В действительности язык как социальная ценность, язык в его социальном аспекте является одновременно предметом, объектом, ergon, – и творчеством, энергией, и в то же время обе эти ипостаси объединяет язык отдельной личности – с одной стороны, это индивидуальное достояние, индивидуальная застывшая норма, с другой стороны – неповторимый акт творчества[487].
Таким образом, в якобсоновской концепции линия Гумбольдта и линия Соссюра (с которой он, впрочем, постоянно дискутировал) скрещиваются и понятие языка как творчества получает новое наполнение, заимствующее черты обеих традиций.
На В. В. Виноградове и отчасти Р. О. Якобсоне гумбольдтианская линия творческого подхода к языку приостанавливается, уступая место более актуальным для второй половины ХХ века структуралистским концепциям, согласно которым язык изучается не как процесс, а как самозамкнутая система и механизм воспроизводства языковых элементов и структур[488]. Однако в определенный момент структурализм все же вновь обращает свой взгляд на В. фон Гумбольдта.

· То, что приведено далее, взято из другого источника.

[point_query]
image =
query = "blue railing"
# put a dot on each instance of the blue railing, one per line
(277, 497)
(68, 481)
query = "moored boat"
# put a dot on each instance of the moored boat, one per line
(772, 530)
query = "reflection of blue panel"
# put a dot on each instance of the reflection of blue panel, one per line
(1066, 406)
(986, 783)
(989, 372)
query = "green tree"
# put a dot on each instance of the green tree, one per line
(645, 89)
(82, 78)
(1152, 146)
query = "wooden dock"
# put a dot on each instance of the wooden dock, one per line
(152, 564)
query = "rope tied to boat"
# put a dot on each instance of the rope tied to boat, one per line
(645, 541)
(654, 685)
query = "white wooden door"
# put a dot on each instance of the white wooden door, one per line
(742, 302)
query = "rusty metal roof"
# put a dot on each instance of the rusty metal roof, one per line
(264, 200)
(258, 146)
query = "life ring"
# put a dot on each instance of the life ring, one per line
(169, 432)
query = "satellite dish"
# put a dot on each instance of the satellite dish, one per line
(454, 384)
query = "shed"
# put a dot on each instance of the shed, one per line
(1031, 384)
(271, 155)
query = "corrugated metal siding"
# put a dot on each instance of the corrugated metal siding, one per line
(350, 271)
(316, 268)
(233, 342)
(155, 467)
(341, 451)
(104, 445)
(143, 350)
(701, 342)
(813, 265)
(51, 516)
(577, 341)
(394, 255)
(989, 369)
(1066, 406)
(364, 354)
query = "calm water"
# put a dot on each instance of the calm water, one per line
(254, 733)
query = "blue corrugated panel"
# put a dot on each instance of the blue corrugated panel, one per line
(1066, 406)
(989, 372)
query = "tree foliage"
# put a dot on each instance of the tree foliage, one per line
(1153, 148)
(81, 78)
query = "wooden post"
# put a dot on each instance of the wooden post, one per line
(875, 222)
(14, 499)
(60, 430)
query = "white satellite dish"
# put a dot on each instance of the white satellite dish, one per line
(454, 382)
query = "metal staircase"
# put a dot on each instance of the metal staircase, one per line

Так, Н. Хомский трактует языковую способность как творческий процесс порождения языковых форм, которые производятся или интерпретируются говорящими впервые. С другой стороны, в рамках советского языкознания к 1970‐м годам тоже вновь проступают черты деятельностного и энергийного подхода. На нем отчасти основано учение о языковых моделях А. Ф. Лосева[489], обращавшегося к гумбольдтианским идеям еще в своей ранней «Философии имени». К 1980‐м годам в академическом языкознании возникает термин «лингвокреативное мышление»[490]. Переводчик Гумбольдта на русский Г. Рамишвили разрабатывает свое оригинальное учение о языке как творческом процессе[491]. В 1990‐х годах самым заметным проявлением этой тенденции стала концепция Б. М. Гаспарова о «языковом существовании»[492] уже в рамках теории коммуникации. Именно этими аспектами лингвистической креативности в последние десятилетия активно занимается М. Н. Эпштейн в свете так называемой «творческой филологии».
В самое последнее время лингвисты все чаще встречаются с метаязыковой формулой «язык как творчество». Если в предшествующих парадигмах лингвистической мысли такое сочетание употреблялось чаще как метафора, наподобие метафор «язык как искусство», «язык как энергия» и т. п., то ближе к нашим дням творческие свойства языковой деятельности уже осознаются как неотъемлемая характерная черта коммуникации между людьми. Эта динамика выражается прежде всего в понятии лингвокреативности. Источников этого нового взгляда на язык в основном два. Во-первых, развитие представлений о поэтическом языке как языке с принципиальной установкой на творчество. Во-вторых, достижения когнитивной науки, связывающей процессы в языке и мышлении с порождением новых знаний о мире[493].